重生1999我要當學神重生逆襲

十字路口·覆轍近在眼前

那封沉甸甸的保送通知書,林默把它隨手扔在了課桌一角,彷彿那不是改變命運的契機,而是一張無足輕重的廢紙。宿舍走廊裡,那個角落裡同學無聲抽泣的畫面,像一根扎進他心底的刺,拔不出來,也無法忽視。他贏了,卻輸得一塌糊塗——至少在良心這桿秤上,他輸了。

勝利的喜悅被無盡的疲憊和空虛吞噬。數理邏輯的精密計算曾帶給他的掌控感消失殆盡,取而代之的是一種深度無力。他開始失眠,輾轉反側間,前世棉紡廠的那些灰色畫面像走馬燈般在眼前回放。他看見38歲的自己,眼神空洞地坐在財務科那張老舊的辦公桌前,計算著一筆又一筆虧損的報表,聽著機器的轟鳴聲一點點衰弱,最終歸於死寂。

那是一種刻骨銘心的麻木。棉紡廠的車間裡瀰漫著溼熱的棉絮塵埃,與機油混合的陳舊氣味鑽進鼻腔,那是他青春的底色,也是他中年失意的背景音。他想起那些在會議上點頭哈腰,私下卻蠅營狗苟的領導;想起那些為了幾塊錢獎金爭得面紅耳赤的工友;更想起自己是如何從一個意氣風發的大學畢業生,一步步被那個體制消磨掉所有稜角,變成一個精於算計、卻又被時代淘汰的財務科長。

他曾以為重生是一次徹底的洗牌,能夠讓他擺脫過去的陰影,重新定義自己的人生。然而,此刻他卻感到自己正沿著一條熟悉的軌道滑行。他成功地鑽了高考制度的漏洞,拿到了保送名額,這與他前世在財務上“合理避稅”的手段何其相似?他贏得了眼前的苟且,卻發現自己內心的裂縫正在無限擴大,痛苦的深淵近在眼前。

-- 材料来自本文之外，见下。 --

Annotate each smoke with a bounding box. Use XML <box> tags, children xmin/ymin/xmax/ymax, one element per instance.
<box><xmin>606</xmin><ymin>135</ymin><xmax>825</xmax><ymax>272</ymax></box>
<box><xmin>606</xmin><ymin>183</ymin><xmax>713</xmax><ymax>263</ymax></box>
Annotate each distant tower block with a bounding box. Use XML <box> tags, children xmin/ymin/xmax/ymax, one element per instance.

這種痛苦不僅僅來源於道德上的譴責,更在於他對未來的迷茫。即使憑著保送進入了大學,然後呢?他是否還會像前世那樣,在看似光鮮的體制內兜兜轉轉,最終被時代的洪流無情沖刷?棉紡廠的瓦斯爆炸,那場奪去了無數生命,也徹底擊垮他精神的災難,距離現在只剩下短短兩個月。那不是一場遙遠的夢,而是迫在眉睫的現實。

他知曉那些即將出賣他、出賣棉紡廠利益的人渣嘴臉,那些在歷史的洪流中推波助瀾的細枝末節。可他現在做了什麼?他只是確保了自己不會成為其中的一個受害者,卻對即將發生的集體悲劇無能為力。這種明知故犯、袖手旁觀的無力感,比前世的下崗失意更加錐心。

窗外的春雨綿綿,他感覺自己的心也被淋溼了,冰冷而沉重。17歲的身體裡,38歲的靈魂正經歷著一場比任何考試都更艱難的拷問:重生的意義究竟是什麼?是為了苟安一時,還是為了真正地改變命運,改變那些可以改變的不公與悲劇?如果此刻選擇放棄,任由自己沉淪,那他與前世那個渾渾噩噩、最終被時代拋棄的林默又有什麼區別?

他低頭看著草稿紙上凌亂的公式,那是他曾經賴以生存的利器,如今卻像一團亂麻。前世的覆轍近在眼前,他能夠清晰地預見每一個選擇帶來的後果。是繼續麻木不仁,還是在絕境中拼出最後一條生路,這一次,他必須做出選擇,一個真正能定義他新生的選擇。